Although most new therapies for rare diseases are currently classical small molecules or biologics, future therapies are likely to use more innovative approaches, such as gene therapy as well as tissue and cell-based therapies. These will pose new potential safety issues and will require even closer collaboration than often currently occurs between clinical pharmacovigilance and manufacturing in order to monitor the safety of medicines. In addition, it is becoming more common for prescription of medicines to require personal genotyping in order to assess effectiveness (for example, migalastat for the treatment of Fabry disease ²⁰ ) and adverse drug reactions, particularly allergic reactions (e.g. abacavir). ²¹ Future pharmacovigilance investigation is therefore likely to require collection of such information and the linking of data from various sources, possibly including biobank data, will require new approaches as well as new methodologies for analysis and assessment of data.

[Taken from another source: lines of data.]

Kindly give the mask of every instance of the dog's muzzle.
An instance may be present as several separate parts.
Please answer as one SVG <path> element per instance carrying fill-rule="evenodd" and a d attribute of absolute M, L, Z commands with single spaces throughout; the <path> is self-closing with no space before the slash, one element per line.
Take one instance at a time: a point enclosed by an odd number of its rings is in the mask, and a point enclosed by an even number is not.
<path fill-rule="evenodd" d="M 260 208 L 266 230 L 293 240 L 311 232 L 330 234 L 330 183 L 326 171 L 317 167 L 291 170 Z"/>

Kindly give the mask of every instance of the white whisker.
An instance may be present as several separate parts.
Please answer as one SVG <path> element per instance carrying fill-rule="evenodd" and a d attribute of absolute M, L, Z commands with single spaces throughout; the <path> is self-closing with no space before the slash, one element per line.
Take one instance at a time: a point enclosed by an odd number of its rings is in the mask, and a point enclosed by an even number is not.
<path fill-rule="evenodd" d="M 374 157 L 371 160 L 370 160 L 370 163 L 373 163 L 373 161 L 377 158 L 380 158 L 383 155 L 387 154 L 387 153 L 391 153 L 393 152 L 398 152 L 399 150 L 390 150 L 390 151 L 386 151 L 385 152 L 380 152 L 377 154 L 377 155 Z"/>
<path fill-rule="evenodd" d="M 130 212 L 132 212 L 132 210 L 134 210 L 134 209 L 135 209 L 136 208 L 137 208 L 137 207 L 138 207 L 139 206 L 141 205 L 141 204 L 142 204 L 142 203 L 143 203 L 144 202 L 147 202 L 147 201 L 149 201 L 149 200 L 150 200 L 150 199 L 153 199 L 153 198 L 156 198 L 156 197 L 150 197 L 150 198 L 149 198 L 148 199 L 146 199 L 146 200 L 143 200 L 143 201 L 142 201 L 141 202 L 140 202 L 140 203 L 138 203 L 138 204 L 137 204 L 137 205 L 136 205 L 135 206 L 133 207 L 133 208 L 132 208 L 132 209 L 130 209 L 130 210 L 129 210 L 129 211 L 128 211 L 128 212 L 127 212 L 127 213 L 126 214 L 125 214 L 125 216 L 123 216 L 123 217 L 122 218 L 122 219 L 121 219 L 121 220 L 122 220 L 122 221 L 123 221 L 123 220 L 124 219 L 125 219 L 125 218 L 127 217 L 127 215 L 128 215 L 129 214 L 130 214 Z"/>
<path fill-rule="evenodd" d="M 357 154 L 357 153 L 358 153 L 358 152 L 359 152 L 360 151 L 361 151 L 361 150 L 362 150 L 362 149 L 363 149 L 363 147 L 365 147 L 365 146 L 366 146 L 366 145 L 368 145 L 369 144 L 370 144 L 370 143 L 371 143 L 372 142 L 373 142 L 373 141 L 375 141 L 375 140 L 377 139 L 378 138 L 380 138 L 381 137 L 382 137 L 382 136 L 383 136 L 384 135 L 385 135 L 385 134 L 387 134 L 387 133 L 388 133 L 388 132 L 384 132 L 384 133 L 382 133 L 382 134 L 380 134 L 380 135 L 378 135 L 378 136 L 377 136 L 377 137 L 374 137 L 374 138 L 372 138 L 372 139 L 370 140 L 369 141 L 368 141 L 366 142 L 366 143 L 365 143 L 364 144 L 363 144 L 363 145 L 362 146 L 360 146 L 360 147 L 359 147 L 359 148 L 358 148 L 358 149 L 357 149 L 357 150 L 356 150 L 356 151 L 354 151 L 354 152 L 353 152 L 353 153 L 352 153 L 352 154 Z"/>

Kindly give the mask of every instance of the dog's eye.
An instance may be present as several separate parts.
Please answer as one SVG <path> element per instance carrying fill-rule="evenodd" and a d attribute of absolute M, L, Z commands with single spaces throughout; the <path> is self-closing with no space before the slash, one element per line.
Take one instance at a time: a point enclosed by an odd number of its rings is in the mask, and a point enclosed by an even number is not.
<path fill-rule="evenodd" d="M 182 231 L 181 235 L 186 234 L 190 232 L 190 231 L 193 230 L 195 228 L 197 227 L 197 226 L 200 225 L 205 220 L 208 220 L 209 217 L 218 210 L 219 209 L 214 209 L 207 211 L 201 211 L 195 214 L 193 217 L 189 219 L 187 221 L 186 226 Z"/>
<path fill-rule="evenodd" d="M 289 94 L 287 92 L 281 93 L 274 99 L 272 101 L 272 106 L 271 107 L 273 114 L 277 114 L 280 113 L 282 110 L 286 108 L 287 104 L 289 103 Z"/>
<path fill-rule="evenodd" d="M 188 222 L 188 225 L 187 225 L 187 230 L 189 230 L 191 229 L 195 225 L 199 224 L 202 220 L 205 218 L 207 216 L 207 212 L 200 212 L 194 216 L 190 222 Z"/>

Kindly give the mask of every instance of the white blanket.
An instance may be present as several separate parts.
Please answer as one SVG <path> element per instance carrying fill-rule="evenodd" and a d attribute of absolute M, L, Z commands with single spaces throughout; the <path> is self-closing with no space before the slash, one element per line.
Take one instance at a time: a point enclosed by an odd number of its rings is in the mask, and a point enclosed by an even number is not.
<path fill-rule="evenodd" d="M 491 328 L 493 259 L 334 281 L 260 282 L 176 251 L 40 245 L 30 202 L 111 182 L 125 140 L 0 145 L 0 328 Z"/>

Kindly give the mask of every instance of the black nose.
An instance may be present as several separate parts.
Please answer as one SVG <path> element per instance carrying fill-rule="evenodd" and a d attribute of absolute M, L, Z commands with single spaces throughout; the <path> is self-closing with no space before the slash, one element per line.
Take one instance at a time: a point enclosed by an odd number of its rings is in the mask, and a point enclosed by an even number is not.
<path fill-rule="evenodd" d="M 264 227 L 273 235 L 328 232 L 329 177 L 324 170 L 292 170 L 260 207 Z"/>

The use of social media as well as remote monitoring of patient health with personal monitors to collect safety and effectiveness information are also being widely discussed. ²² Whether these potential new sources of data will assist with the assessment of safety and benefit/risk of medicines or simply create more noise through the collection of poor quality information is yet to be proven. However, it is clear that improved and bigger data sources as well as improved methodologies for data collection, as long as they are of good quality and can be verified, from these sources could assist with the assessment of safety of medicines used in rare diseases.